The following op-ed was published this weekend in the Salt Lake Tribune.
Golf courses, theaters, pools, recreation centers — the list of government enterprises that are built for the sake of recreation and entertainment goes on and on. The problem is that each of these are examples of government unfairly competing against the private market, using taxpayer dollars, in order to provide non-essential services to the public.
At a time when we have multiple tax increases on November’s ballot and constant discussions about the perceived lack of funding for education, why are local governments competing against private providers who could be supplying additional property tax dollars?
Just this month, South Jordan city officials decided to purchase a second golf course. As government-run golf courses in Salt Lake County struggle to break even, what is South Jordan’s plan to make sure this doesn’t become a burden on taxpayers?
A golf course is a great example of a non-essential service that is frequently also provided for by the private market. Local governments directly compete against private providers, typically using taxpayer dollars to subsidize their struggling enterprise. Too often, local elected officials and groups of overly eager residents lose the perspective between the “needs,” which should be provided for, and the “wants” of a community.

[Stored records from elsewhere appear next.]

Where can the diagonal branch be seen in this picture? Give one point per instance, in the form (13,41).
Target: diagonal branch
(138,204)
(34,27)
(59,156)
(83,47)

As in the South Jordan example, residents are clearly divided on this issue. And that’s the concern: Compelling all residents to pay for what only some residents want does not make sense, especially when what’s proposed is not an essential role of government.
To add insult to injury, government enterprises don’t operate on par with private businesses. They can be subsidized, avoid business taxes and don’t necessarily have to respond to market signals when it comes to prices, services and even their continued existence. Even worse, these government-owned businesses are afforded legal immunity, meaning they can be shielded from liability for damages or reckless behavior by employees that occur on the property.
Government should maintain a level playing field for private industry — not compete with it. State, county and city governments need to find ways to divest themselves from businesses that should instead be privatized.
In order to help local officials consider other options Rep. Justin Fawson introduced House Bill 271 in this year’s legislative session. The bill would have required local municipalities and counties to commission a market impact study prior to approving a new government enterprise tied to recreation or entertainment. This study would include finding and notifying private companies in the state that could provide the service instead.
This study of the local economy and the responses of these local businesses would then need to be presented to the public via a process similar to “truth in taxation.” Only then would the government entity be able to proceed with starting or taking over the proposed business. This process would better inform local officials and make the public more aware of an important decision-making process taking place in their local community. In addition, local governments might actually begin to conduct a “yellow pages” test prior to getting too far down the road with a new government enterprise.
It’s important to realize that this need not apply to occasional events like “movies in the park” or a firework show (which often are fulfilled by a private provider anyway). And don’t be surprised if House Bill 271 returns next session with a different sponsor now that Fawson has left the Utah Legislature. The problem hasn’t gotten any better.
If true demand for any of these recreation or entertainment activities actually exists, then private providers most often will respond if given the opportunity. Competing against dozens of government enterprises puts these private business ventures at a disadvantage, often out of business, and the local community loses out on those tax dollars for education.
It’s time Utah governments started to better prioritize their budgets to avoid competing with the private market by focusing on providing essential services.